Reputation: 5068
I want to separate by data into quantiles, same as in this great question
The problem is that I want to do it every day in a time series:
set.seed(123)
temp.all <- data.frame(date = c(rep(Sys.Date() - 1, 12), rep(Sys.Date(), 12)),
name=letters[c(1:12, 1:12)], value=rnorm(24))
At the moment, I'm solving with a for-loop:
library(dplyr)
for (d in unique(temp.all$date)) {
temp = filter(temp.all, date == d)
temp$quartile <- with(temp, factor(
findInterval( val, c(-Inf,
quantile(val, probs=c(0.25, .5, .75)), Inf) , na.rm=TRUE),
labels=c("Q1","Q2","Q3","Q4")
))
# ...and doing rbind on 'temp' to reconstruct temp.all with quartiles
}
Any ideas on how to avoid the dreaded for-loop?
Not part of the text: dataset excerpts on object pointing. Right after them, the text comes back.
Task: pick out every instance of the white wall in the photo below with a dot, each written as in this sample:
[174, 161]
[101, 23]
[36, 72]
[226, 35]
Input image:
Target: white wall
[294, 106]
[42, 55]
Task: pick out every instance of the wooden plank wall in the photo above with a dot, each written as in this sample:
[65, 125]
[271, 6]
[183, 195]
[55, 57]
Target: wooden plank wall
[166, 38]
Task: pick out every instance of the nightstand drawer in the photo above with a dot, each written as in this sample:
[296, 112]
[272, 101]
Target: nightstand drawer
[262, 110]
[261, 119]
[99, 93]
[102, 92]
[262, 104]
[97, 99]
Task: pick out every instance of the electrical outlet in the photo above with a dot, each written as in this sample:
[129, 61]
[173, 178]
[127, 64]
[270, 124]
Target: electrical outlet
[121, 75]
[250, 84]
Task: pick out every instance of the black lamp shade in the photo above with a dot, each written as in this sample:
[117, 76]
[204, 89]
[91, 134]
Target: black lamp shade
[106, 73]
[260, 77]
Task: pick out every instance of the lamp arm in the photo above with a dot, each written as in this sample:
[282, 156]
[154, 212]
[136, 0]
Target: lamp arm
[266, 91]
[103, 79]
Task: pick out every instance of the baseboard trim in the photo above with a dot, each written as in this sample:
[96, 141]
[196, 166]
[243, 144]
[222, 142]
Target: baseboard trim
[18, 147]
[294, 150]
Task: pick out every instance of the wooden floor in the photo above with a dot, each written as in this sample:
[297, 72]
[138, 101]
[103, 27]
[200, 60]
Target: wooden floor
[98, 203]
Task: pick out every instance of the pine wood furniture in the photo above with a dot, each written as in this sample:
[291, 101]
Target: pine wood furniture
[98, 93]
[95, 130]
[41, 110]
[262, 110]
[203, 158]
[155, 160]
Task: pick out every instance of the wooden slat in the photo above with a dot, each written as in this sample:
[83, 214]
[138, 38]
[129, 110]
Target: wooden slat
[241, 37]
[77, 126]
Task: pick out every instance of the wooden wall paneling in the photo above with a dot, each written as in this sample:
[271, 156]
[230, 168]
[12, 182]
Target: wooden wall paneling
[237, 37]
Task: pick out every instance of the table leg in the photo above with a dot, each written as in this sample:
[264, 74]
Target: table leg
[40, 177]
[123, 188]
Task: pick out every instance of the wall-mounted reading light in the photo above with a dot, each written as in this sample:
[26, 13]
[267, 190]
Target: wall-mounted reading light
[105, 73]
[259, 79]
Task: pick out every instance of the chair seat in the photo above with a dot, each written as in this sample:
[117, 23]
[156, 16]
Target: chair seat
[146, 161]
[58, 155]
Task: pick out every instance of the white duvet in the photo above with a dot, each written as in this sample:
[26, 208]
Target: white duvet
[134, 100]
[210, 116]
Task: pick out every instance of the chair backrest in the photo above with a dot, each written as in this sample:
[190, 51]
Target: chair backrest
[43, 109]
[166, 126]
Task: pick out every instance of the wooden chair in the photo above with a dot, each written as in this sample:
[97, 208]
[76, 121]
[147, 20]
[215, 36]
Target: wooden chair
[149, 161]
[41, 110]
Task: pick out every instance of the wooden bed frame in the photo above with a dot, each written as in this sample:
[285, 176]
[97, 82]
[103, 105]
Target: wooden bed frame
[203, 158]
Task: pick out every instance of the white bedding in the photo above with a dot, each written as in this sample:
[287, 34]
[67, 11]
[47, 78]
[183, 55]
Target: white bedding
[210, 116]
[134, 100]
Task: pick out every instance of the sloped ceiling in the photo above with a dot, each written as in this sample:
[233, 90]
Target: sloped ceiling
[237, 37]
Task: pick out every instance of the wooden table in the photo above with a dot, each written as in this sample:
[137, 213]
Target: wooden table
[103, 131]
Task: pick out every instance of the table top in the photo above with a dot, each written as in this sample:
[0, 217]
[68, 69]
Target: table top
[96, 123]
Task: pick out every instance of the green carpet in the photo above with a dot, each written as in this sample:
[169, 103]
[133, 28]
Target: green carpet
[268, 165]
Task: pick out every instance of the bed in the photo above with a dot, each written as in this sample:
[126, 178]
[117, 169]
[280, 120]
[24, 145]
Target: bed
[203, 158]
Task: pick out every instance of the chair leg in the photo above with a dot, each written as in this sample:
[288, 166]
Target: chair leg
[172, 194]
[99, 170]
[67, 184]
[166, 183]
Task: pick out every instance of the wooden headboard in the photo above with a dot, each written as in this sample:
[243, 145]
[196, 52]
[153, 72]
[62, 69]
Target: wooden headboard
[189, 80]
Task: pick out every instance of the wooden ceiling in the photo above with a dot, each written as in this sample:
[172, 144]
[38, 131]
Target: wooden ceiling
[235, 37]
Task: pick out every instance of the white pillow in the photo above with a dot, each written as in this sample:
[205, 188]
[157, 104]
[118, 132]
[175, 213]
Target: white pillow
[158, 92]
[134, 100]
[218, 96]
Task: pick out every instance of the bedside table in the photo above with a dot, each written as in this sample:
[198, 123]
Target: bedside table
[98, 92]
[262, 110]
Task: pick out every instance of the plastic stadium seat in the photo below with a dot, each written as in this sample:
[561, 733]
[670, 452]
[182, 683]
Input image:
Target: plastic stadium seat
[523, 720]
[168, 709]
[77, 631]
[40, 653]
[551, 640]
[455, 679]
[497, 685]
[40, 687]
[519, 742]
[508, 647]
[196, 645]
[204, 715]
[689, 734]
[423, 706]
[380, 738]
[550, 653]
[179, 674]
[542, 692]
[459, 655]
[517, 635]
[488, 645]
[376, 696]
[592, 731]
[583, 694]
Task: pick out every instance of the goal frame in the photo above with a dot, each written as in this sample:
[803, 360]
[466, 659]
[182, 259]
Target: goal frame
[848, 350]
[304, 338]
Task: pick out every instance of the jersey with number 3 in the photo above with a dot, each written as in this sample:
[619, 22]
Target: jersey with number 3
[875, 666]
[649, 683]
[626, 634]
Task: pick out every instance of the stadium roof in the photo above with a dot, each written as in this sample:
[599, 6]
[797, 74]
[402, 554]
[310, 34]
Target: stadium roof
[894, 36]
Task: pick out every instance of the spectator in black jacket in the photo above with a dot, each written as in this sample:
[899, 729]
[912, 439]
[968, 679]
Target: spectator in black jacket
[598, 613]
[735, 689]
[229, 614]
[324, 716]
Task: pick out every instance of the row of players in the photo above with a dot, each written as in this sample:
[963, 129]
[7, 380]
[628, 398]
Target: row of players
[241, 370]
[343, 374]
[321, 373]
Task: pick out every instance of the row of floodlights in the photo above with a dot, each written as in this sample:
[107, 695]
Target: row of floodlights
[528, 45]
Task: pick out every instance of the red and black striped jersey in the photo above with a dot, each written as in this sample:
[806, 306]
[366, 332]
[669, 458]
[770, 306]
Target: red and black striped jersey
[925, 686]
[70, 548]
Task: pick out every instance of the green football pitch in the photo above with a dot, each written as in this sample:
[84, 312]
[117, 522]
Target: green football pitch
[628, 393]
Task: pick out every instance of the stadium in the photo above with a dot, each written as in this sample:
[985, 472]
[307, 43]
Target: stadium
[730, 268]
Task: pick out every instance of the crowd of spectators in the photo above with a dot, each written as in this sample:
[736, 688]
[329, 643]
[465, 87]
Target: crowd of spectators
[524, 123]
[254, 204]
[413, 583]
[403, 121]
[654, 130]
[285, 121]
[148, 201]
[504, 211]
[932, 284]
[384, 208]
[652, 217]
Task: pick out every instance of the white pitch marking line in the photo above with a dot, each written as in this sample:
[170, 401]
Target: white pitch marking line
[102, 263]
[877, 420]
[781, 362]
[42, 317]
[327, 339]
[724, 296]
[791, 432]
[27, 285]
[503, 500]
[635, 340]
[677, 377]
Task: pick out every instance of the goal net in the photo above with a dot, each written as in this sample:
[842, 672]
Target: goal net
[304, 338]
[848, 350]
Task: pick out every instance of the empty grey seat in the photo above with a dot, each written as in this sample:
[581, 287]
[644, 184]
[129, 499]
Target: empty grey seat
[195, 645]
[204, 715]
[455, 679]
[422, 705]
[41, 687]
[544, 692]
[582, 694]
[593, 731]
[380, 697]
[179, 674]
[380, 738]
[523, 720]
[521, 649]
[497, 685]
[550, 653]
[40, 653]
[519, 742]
Is there maybe a group_by
way of doing this?
Upvotes: 1
Views: 2718
Reputation: 60070
Using group_by
you can just do:
library(lubridate)
temp.all = temp.all %>%
# lubridate::date(date) might be necessary if you have datetimes
group_by(date) %>%
mutate(quartile = cut(value, breaks = 4, labels = paste0("Q", 1:4)))
dplyr
also has a function ntile
which should behave similarly to cut
and should give the same results.
Upvotes: 4
Reputation: 42544
For the sake of completeness (and to correct a wrong answer), here is also a data.table
solution:
library(data.table)
setDT(temp.all)[, quartile := cut(value, breaks = 4L, labels = paste0("Q", 1:4)), by = date]
temp.all
date name value quartile 1: 2017-08-28 a -0.56047565 Q1 2: 2017-08-28 b -0.23017749 Q2 3: 2017-08-28 c 1.55870831 Q4 4: 2017-08-28 d 0.07050839 Q2 5: 2017-08-28 e 0.12928774 Q2 6: 2017-08-28 f 1.71506499 Q4 ... 18: 2017-08-29 f -1.96661716 Q1 19: 2017-08-29 g 0.70135590 Q3 20: 2017-08-29 h -0.47279141 Q2 21: 2017-08-29 i -1.06782371 Q1 22: 2017-08-29 j -0.21797491 Q2 23: 2017-08-29 k -1.02600445 Q2 24: 2017-08-29 l -0.72889123 Q2 date name value quartile
Note that the results are grouped by date
as requested by the OP and not by day(date)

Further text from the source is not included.